I straightened too, murmuring, “Joe.”
“I got this, buddy.”
“Joe –”
“Got it,” Joe repeated and walked from the room down the hall.
I stood there, staring down the hall. Then I turned and stared at our group, seeing Bea and Theresa flat out crying. Gary and Vinnie were both looking at their laps. Vinnie had his arm around Theresa.
“I’m sorry,” I whispered, my voice sounding suffocated. Kate’s arm wrapped around my leg and she pressed in tight.
Bea got up and walked to me. Taking the mugs out of my hands, she said gently, “Nothing to be sorry for, Violet,” she gestured to a chair, “sit down, honey.”
I didn’t sit down. Instead, I bent down and pulled Kate up to her feet.
Then I told everyone, “Please, I’m sorry, we need a minute.”
“Anything you need,” Bea replied instantly.
I nodded, put my arm around Kate’s waist and led her down the hall to Keira’s room. Joe was in bed with a still crying Keira tucked into his side. His eyes came to us as we entered the room.

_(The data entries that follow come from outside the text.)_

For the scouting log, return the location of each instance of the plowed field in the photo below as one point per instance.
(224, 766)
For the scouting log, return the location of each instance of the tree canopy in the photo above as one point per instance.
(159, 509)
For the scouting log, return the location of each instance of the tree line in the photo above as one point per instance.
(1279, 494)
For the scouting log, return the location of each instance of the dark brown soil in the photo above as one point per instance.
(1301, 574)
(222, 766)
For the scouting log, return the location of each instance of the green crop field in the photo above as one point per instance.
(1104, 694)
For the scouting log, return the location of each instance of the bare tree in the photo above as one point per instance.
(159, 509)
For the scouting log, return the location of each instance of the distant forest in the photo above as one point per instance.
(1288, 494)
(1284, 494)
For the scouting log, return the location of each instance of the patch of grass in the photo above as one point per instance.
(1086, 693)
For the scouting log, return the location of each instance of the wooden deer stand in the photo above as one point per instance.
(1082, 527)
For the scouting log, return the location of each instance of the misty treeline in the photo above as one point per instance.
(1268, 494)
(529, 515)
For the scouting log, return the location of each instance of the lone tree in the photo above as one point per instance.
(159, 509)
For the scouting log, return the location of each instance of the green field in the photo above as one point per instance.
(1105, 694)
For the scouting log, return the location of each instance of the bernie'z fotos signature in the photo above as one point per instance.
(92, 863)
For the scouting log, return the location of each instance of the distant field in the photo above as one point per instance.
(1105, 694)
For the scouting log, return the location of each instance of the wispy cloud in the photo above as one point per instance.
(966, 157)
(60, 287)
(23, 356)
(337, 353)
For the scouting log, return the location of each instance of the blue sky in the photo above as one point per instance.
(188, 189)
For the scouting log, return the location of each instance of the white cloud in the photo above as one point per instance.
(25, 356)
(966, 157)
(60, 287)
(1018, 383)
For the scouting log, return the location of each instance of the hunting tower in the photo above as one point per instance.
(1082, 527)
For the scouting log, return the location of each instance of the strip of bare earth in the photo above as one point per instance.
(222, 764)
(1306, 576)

Without hesitation, we all crawled into Keira’s double bed and curled into Joe.
It would be much later when I wondered why my girls and I did this and why it seemed so comfortable. Me, maybe, my girls, no.
And when I thought about it later, I would come to the conclusion that it just came natural because it was us and it was Joe.
In other words, the new us.
So when a situation became emotional, what else would we do?
After awhile, when the Winters girls got their shit together, I took my cheek from Joe’s shoulder and looked at his face.
“That didn’t go as planned,” I told him.